Ideally the true purpose of prison is rehabilitation, but education and rehabilitative programs are the first to get axed in a budget crunch.
While I was regularly drilling in the National Guard, I had the opportunity to get to know several men who were correctional officers in the Texas state prison system. The picture I came away with from their descriptions is that the system is a highly tenuous balance between what is legally mandated and falls under someones oversight and how much money there is in the budget. At one point in the late nineties one particular officer told me flat out that all state-sponsored rehabilitation programs had been cut.
The experiment has a deep moral significance, which Nick touched on only lightly: what the very worst among us are capable of, every one of us is capable of too. All we can do is hope that if the opportunity is presented to us, we will resist. But we never know.
Great post. Thanks for directing my attention to this experiment.
Controlled? I think not.
Strike that. This isn't even scientific.
It followed basic randomized scientific experimental design. I don't see any problems there.
1) The PI played a role in the experiment. Is he analyzing his own behavior in his "prison"? 2) The PI clearly had an idea of what he wanted to see in his prison and these a priori notions were communicated to the guards, prisoners, and outsiders visiting the "prison." Everyone was told how to act beforehand and the situation played out accordingly. 3) Surprise, surprise! The PI found exactly what he told everyone that he was looking for! But this leaves the question: Did the environment itself change the participants or did he tell them how their behavior should change? 4) Random it's not! These are a self-selected group of participants. These people want, to some extent, to participate.
As a biophysicist, I cringe at some aspects of the experiement, but I don't think any aspects of the design were out of line for this type of psychological research.

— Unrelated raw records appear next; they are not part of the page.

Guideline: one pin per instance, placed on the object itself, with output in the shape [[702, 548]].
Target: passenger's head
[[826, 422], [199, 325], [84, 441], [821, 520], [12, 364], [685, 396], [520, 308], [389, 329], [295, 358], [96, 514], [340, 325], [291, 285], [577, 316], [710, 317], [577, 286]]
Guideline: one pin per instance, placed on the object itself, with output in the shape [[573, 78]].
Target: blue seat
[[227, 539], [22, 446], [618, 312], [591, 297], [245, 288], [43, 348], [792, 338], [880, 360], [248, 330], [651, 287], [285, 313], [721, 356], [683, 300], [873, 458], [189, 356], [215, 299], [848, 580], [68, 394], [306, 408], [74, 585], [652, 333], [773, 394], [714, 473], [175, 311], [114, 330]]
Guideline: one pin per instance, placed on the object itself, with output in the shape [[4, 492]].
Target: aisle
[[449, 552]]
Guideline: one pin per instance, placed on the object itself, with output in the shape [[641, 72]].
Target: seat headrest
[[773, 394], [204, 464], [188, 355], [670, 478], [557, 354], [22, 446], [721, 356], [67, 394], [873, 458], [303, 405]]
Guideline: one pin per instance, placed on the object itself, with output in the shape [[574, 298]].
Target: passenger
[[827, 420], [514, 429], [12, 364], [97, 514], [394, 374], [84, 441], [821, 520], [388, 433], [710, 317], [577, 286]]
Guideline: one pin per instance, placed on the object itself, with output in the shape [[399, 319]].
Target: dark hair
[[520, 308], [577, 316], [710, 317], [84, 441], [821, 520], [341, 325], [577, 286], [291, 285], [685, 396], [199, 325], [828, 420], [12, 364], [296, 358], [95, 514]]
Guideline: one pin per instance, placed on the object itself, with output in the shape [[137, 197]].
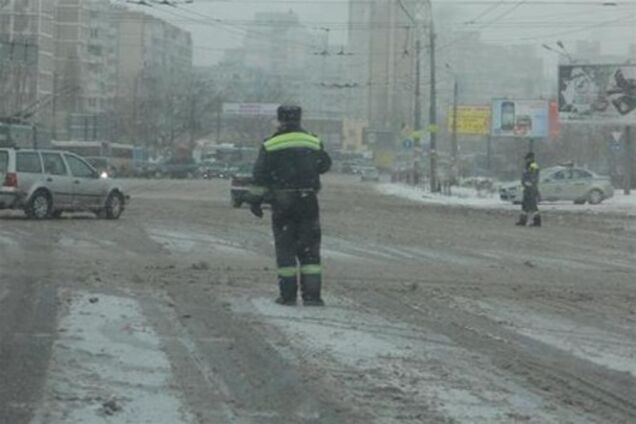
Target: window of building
[[28, 162]]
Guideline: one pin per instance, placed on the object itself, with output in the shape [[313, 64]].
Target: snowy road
[[436, 314]]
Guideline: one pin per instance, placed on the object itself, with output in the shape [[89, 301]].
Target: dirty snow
[[468, 197], [586, 342], [413, 371], [188, 242], [108, 367]]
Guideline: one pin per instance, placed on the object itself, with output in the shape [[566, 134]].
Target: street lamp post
[[433, 105], [432, 126]]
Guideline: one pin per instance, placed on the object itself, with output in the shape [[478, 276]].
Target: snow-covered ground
[[468, 197]]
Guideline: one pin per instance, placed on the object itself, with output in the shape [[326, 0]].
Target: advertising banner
[[250, 109], [520, 118], [597, 93], [471, 120]]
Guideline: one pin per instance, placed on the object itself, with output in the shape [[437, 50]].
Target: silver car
[[369, 174], [565, 183], [45, 183]]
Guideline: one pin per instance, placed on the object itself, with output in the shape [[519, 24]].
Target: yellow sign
[[471, 120]]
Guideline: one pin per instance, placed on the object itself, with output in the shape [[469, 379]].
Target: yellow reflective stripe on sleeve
[[292, 140], [288, 271], [310, 269]]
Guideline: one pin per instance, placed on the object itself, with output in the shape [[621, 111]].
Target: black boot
[[311, 285], [523, 220], [288, 287]]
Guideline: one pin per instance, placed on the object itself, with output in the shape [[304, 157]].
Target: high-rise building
[[382, 36], [154, 77], [85, 78], [26, 58]]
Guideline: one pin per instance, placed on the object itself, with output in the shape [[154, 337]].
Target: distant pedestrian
[[288, 170], [530, 202]]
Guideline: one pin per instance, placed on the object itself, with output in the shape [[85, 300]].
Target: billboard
[[471, 120], [597, 93], [520, 118], [250, 109]]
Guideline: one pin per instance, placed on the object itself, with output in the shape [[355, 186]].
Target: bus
[[114, 158]]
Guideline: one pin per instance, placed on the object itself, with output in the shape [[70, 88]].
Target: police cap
[[289, 114]]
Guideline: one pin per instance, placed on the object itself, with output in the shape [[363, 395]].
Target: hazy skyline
[[508, 22]]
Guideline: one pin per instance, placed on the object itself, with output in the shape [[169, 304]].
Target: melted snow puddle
[[400, 371], [613, 351], [188, 242], [107, 352], [7, 241]]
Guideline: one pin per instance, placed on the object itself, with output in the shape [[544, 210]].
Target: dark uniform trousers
[[297, 236], [530, 201]]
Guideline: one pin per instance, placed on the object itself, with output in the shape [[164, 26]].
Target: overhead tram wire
[[485, 12]]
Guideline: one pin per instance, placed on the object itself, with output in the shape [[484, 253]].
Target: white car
[[369, 174], [564, 183], [45, 183]]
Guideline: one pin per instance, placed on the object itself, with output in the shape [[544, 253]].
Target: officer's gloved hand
[[256, 210]]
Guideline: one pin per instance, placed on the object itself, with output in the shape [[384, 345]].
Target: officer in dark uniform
[[530, 183], [287, 175]]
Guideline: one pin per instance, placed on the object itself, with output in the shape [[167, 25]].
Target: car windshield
[[317, 211], [4, 161]]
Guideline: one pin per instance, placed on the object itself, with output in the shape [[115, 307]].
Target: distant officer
[[287, 173], [530, 183]]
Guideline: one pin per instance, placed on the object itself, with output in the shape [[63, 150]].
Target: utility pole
[[629, 161], [433, 108], [417, 119], [454, 146]]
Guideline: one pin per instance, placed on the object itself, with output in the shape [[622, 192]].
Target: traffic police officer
[[530, 183], [287, 175]]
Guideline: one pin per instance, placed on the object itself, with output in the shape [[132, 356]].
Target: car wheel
[[114, 205], [236, 202], [595, 197], [39, 206]]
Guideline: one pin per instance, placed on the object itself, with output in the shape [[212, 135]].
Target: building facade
[[383, 36], [154, 78], [85, 73], [26, 59]]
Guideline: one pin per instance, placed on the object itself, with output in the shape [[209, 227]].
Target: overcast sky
[[504, 22]]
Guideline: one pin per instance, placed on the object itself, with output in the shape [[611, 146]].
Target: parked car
[[102, 165], [45, 183], [240, 183], [177, 169], [564, 183], [369, 174]]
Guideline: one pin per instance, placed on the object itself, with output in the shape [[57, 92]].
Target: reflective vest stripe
[[292, 140], [257, 190], [287, 271], [310, 269]]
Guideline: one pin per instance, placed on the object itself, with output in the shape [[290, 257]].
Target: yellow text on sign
[[471, 120]]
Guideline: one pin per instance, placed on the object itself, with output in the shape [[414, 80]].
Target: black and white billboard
[[597, 93]]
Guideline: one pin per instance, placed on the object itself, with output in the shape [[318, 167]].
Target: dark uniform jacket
[[530, 178], [291, 159]]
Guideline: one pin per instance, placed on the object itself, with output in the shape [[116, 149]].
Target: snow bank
[[468, 197]]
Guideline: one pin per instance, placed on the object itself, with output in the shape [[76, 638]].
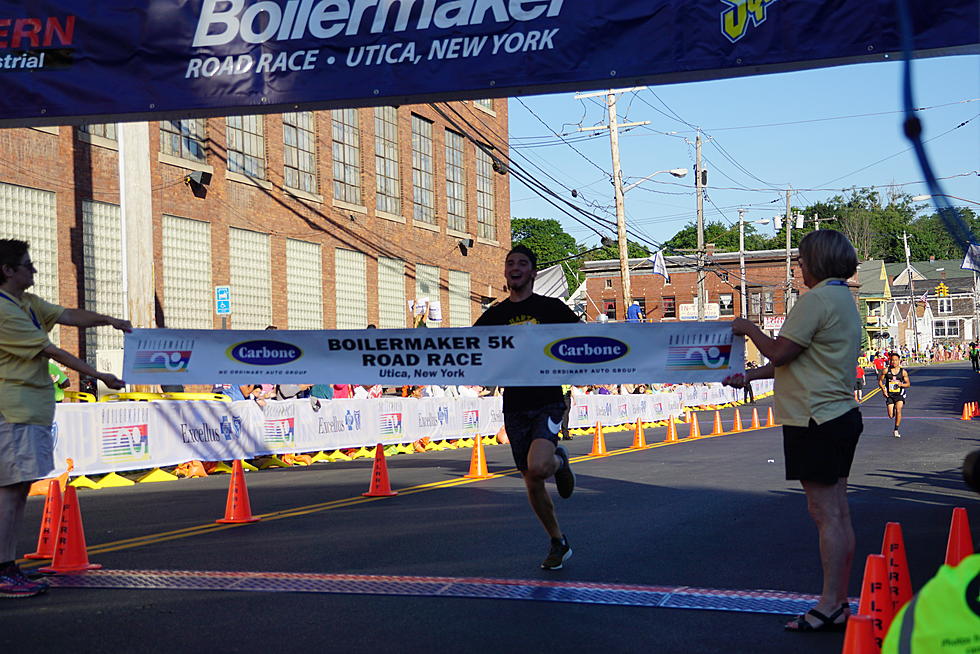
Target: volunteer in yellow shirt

The particpants were self-selected, obviously, but they underwent extensive testing, and, most importantly, they were randomly divided into the guard and prisoner groups.
As a molecular biologist, these comments are basically me cringing. I still can't imagine doing any kind of psychological study in which you explicitly tell your subjects what kind of behavior you are looking for.

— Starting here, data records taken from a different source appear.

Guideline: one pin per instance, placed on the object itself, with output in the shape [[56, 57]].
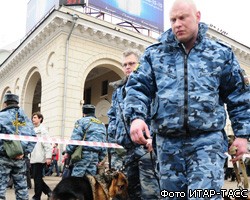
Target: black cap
[[88, 109], [10, 97]]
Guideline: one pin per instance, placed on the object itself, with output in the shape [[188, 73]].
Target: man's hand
[[241, 145], [19, 157], [48, 161], [138, 126], [149, 145]]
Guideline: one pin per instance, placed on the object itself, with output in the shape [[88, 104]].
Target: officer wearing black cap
[[88, 109], [88, 128], [10, 99], [13, 120]]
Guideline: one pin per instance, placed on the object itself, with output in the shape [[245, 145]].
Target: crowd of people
[[168, 113]]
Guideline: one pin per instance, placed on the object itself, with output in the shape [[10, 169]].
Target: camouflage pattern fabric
[[187, 164], [188, 92], [140, 173], [12, 120], [17, 169], [186, 96], [94, 130]]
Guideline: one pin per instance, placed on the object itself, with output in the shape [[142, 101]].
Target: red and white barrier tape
[[58, 140]]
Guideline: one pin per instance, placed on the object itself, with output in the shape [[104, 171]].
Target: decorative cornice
[[94, 30]]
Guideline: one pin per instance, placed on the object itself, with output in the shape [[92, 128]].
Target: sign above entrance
[[72, 2], [148, 13]]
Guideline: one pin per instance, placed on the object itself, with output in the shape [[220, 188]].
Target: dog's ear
[[119, 186]]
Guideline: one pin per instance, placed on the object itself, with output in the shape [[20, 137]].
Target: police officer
[[185, 80], [88, 128], [139, 164], [13, 120]]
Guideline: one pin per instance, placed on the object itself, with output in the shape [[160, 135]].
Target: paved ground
[[52, 181]]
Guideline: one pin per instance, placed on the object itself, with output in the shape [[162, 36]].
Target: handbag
[[13, 148], [77, 154]]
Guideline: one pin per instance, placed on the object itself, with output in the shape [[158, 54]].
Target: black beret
[[88, 109], [10, 97]]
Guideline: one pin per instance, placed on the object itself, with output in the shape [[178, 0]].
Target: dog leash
[[155, 174], [240, 182]]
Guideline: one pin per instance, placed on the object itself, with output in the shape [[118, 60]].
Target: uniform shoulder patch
[[136, 67], [77, 124], [244, 77], [94, 120]]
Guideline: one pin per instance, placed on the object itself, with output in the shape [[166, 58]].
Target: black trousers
[[39, 184]]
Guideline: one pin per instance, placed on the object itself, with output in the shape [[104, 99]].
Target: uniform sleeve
[[77, 134], [27, 130], [48, 148], [139, 90], [112, 119], [236, 94]]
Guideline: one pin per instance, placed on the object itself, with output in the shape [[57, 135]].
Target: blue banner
[[148, 13]]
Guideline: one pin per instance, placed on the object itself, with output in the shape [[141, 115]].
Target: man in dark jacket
[[13, 120]]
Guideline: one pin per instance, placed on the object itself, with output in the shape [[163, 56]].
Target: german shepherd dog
[[110, 185]]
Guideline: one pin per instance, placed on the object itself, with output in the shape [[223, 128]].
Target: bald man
[[185, 80]]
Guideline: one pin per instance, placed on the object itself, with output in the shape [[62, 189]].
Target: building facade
[[69, 59]]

Certainly, and in the psychological experiments I participated in (a dubious requirement of my intro to psych class back in undergrad) we were not told what type of behavior was expected of us. In this experiment, the prisoners were definitely not informed of any expectations, just the guards. I guess it's understandable, because the PI would have to stress heavily the fact that the guards could absolutely not inflict any physical harm. That alone could influence their behavior to the other extreme, so possibly he was trying to strike some sort of balance. It's too bad he was so explicit, but I'm not sure if there was a better strategy available here.
I think we're coming closer to agreement. Ah, Saturday night in Oxford.
I'm late for a party. Peace out, y'all.
The students knew it was only an experiment. Still we can learn a lot for real life. In Germany we had a time not too long ago, where there were far too many sadistic guards and too few Schindlers. My personal conclusion is to watch my own behaviour, stay critical, keep some common sense and try to think ahead. This may seem little but I unfortunately know some people for whom that is already a lot too much. So let us stay busy working on it and on ourselves. At least we have the opportunity to criticize occasional bad behaviour and enduringly bad behaving people. And there is always space for some further evolution. Bless you!